The Risky Business of Value-Based Care in Digital Health
What does the term “valued-based care” mean to you? Is it another new healthcare buzzword? Is it the truest definition of the phrase “put your money where your mouth is?” Or does it mean something else?
Value-based care, as a concept, has been around for a very long time; it is not new. The Value Institute for Health and Care defines value in healthcare as the “measured improvement in a patient’s health outcomes for the cost of achieving that improvement.” More simply stated, how much does it cost to improve a person’s health?
However, as time goes on, the definition, or at least the interpretation of what it means, gets increasingly more difficult to understand. The United States is one of the most developed countries in the world, yet spends more money on healthcare than any other country.
How is it that with all of this spending, technology, and research, we still produce some of the poorest overall health outcomes while spending the most money?
The Hard Truth
Although the numbers and statistics are quite baffling, the truth about healthcare in the United States is relatively simple: it’s complicated. We have a multi-payer system that oftentimes has misaligned incentives and lacks full data transparency. On top of that, access to care can be a challenging reality for many of those who need care the most.
Moving from fee-for-service to value-based models of care delivery is no longer a nice-to-have, it is truly a must-have in today’s evolving healthcare ecosystem. We now spend $12,914 per capita on healthcare costs according to the Kaiser Family Foundation. Although measuring success with value-based care can feel like a daunting task, at the heart of it sits a patient who is counting on all of us as providers of care to deliver and do so in a meaningful way. Similarly, investors are listening, with $60 billion invested since 2020 in digital health.
In today’s healthcare environment, value-based care is typically assessed with payer-specific metrics such as Stars and HEDIS measures or Payer-based performance guarantees. However, who is value-based care actually supposed to serve? Is it only valuable for Payers? What about providers of care? Where does the patient fit in? Aren’t they the ultimate consumer of healthcare that we are all trying to serve? The answer really is all of the above.
Value-based care models are meant to be value added for everyone.
As you think about coordinated care and the idea of patient centricity, outcomes are truly the result of careful collaboration and commitment from everyone involved. However, like a good Fibonacci sequence, we haven’t quite cracked the code just yet.
Since the pandemic, healthcare delivery has gotten more complicated and distributed. Patients are seeking a higher level of personalization and demand care to be delivered how and where they want it. For some this means in-person, face-to-face interactions. For others, preference is measured by accessibility in the palm of their hand. And still for others, it may be a combination of the two.

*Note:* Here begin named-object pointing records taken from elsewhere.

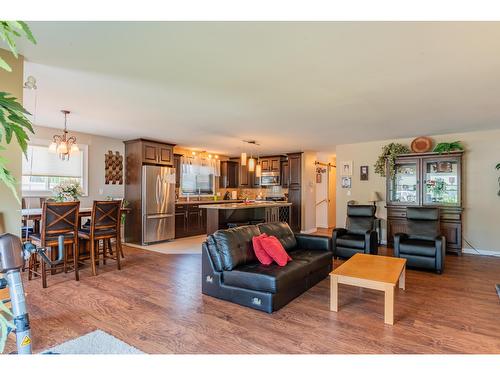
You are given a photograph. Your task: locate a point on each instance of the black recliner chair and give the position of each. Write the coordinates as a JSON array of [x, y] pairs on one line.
[[423, 246], [360, 235]]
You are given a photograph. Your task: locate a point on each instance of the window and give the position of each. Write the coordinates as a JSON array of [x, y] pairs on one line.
[[43, 170], [202, 183]]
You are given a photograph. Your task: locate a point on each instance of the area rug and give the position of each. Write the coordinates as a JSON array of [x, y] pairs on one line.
[[97, 342]]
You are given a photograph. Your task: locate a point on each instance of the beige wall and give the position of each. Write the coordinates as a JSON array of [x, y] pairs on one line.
[[481, 202], [97, 148], [11, 82], [308, 208]]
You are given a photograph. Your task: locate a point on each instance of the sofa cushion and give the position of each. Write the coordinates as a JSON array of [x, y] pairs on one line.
[[275, 250], [235, 246], [282, 232], [268, 279], [316, 259], [214, 253], [259, 250], [418, 247], [355, 241]]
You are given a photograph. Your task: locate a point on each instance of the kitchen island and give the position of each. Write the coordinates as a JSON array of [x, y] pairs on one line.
[[225, 215]]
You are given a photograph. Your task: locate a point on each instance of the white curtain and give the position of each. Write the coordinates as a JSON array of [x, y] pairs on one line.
[[200, 166]]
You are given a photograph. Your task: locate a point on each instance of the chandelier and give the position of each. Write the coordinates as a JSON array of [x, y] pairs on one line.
[[63, 145]]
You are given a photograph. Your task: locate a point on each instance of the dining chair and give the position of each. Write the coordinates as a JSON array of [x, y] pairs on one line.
[[104, 226], [58, 219], [30, 226]]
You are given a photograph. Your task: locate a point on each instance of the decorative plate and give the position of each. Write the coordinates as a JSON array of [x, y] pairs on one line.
[[421, 144]]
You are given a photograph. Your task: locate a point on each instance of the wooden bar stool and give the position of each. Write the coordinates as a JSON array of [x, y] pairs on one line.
[[58, 218], [104, 226]]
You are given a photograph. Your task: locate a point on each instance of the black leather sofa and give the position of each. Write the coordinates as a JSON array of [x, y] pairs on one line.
[[423, 245], [231, 271], [360, 235]]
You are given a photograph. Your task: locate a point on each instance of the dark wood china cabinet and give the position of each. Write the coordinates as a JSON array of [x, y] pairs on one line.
[[427, 180]]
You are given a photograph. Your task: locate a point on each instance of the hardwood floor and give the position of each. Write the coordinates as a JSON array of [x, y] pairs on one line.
[[155, 304]]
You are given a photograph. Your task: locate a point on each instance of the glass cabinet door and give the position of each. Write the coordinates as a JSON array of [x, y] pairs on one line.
[[441, 182], [403, 187]]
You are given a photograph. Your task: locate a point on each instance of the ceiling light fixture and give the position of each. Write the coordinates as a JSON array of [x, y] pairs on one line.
[[244, 160], [63, 145]]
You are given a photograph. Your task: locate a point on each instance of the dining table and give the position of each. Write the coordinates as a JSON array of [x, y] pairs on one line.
[[35, 214]]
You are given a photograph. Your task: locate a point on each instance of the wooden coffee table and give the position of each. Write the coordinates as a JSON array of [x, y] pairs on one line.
[[372, 272]]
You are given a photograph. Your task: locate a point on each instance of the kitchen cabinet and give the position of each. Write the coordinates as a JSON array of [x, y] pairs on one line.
[[427, 180], [295, 170], [295, 190], [190, 220], [285, 174], [275, 164], [154, 152], [177, 166], [246, 179], [229, 174], [271, 164]]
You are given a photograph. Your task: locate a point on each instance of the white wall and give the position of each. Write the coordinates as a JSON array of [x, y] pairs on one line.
[[325, 193], [11, 82], [308, 208], [97, 148], [480, 199]]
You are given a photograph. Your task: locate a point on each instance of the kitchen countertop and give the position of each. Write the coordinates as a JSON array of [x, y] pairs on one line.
[[210, 201], [242, 206]]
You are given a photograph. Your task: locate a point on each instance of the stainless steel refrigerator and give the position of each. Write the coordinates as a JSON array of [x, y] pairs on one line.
[[158, 204]]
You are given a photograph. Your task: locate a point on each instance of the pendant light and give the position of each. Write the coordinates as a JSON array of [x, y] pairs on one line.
[[251, 164], [258, 169], [243, 158], [63, 145]]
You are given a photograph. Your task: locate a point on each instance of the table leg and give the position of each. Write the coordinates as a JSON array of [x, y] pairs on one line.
[[402, 279], [389, 305], [334, 293]]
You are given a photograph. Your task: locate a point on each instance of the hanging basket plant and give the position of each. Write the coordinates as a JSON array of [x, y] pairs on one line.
[[389, 153]]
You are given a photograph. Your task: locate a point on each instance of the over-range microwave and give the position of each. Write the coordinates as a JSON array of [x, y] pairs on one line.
[[270, 179]]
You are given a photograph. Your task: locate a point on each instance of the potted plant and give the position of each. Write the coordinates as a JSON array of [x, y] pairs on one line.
[[389, 153], [445, 147], [68, 192], [12, 114], [13, 123]]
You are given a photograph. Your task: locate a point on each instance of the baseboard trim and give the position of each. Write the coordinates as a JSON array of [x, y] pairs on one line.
[[309, 231], [481, 252]]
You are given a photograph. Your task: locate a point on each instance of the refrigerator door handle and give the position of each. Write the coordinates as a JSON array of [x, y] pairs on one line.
[[157, 192], [159, 216]]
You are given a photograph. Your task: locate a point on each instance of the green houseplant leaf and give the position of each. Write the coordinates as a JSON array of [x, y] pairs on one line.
[[389, 154], [13, 120], [445, 147]]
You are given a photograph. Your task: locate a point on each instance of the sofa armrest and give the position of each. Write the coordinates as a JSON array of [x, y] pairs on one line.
[[338, 232], [371, 242], [440, 252], [313, 242], [398, 237]]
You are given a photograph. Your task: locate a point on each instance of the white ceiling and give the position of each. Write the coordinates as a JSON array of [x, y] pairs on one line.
[[290, 85]]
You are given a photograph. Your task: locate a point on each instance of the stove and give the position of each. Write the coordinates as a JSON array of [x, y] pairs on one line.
[[276, 199]]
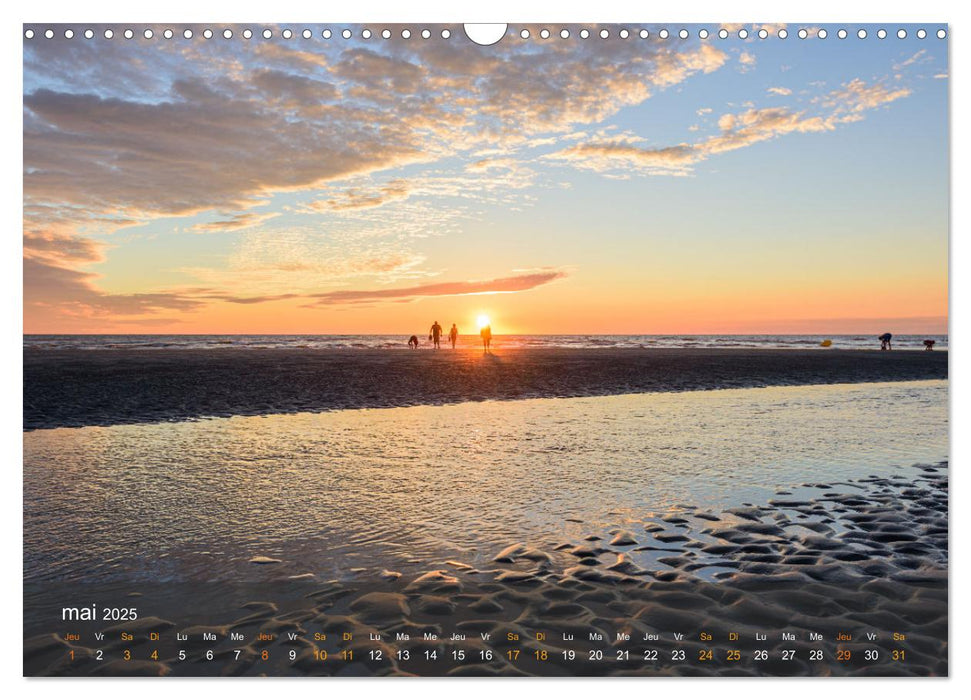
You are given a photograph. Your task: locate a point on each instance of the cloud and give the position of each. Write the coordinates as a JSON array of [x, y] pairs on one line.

Regardless of how care is delivered, the end goal remains the same: we must develop a model that elevates the patient experience, improves patient outcomes, and lowers the total cost of care, per the guidelines of the Institute for Healthcare Improvement’s Triple Aim.
Nothing groundbreaking, however, distributing this value and incentivizing accordingly remains the challenge.
As digital healthcare becomes increasingly popular with patients, our hope for value is outpacing our ability to execute. What payment models make sense? How do we measure value? What are the characteristics of companies who are getting it right in this rapidly changing ecosystem? Here are four considerations for measuring value that extend beyond financial metrics in digital health products:
1. Are their solutions grounded in science?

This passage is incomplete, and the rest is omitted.